Why so complicated though, this here works well too, both clang and gcc are happy with it (no overflow/truncation warnings):

                                u64 sleeptime = (s_midiCallback.timeStep - s_midiCallback.accumulator) * 1000;
                                u32 timeout = sleeptime >= SDL_MUTEX_MAXWAIT ?: (u32)sleeptime;
                                SDL_CondWaitTimeout(s_midiCmdCond, s_mutex, timeout);
MIvanchev commented 3 days ago

I'm not sure if infinities and negative values are undefined behavior in that case, otherwise a good solution unless someone changes the types of timeStep/accumulator.

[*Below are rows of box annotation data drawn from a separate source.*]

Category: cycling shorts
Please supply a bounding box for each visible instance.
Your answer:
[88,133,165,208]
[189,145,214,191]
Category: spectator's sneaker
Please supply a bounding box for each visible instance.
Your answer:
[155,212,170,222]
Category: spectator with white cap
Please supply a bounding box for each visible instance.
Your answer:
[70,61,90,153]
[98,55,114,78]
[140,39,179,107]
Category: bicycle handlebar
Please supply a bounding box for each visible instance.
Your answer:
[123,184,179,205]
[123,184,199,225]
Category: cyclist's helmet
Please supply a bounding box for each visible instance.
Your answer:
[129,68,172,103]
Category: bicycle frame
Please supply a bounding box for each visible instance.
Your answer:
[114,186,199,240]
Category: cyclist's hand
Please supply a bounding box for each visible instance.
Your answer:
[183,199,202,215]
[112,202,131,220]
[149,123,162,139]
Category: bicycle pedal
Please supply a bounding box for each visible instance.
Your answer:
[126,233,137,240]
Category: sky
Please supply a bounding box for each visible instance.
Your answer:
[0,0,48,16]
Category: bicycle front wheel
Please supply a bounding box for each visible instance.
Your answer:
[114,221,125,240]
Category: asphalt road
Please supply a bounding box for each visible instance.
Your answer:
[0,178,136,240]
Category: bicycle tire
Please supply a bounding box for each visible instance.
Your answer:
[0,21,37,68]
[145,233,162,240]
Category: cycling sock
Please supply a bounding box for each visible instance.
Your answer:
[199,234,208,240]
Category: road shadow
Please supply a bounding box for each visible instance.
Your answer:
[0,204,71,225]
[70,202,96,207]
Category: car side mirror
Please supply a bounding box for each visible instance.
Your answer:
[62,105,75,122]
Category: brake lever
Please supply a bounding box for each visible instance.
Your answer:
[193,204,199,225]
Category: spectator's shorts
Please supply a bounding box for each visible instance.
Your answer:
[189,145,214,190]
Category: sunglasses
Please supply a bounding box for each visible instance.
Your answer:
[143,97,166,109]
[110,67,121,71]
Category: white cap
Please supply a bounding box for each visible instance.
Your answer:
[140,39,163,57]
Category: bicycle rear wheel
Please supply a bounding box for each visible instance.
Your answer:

In general, C++ has facilities to make the code a little bit safer but they don't seem to be well supported 🤭

MIvanchev commented 3 days ago

OK the deduction should work now, it's hard to test for me RN cuz I'm on a very limited PC... it seems to work with GCC.

mlauss2 commented 2 days ago

OK the deduction should work now, it's hard to test for me RN cuz I'm on a very limited PC... it seems to work with GCC.

Yes both clang and gcc are now happy.

mlauss2 commented 2 days ago

@luciusDXL please consider to include this PR into the next release. It makes a world of difference wrt. CPU usage.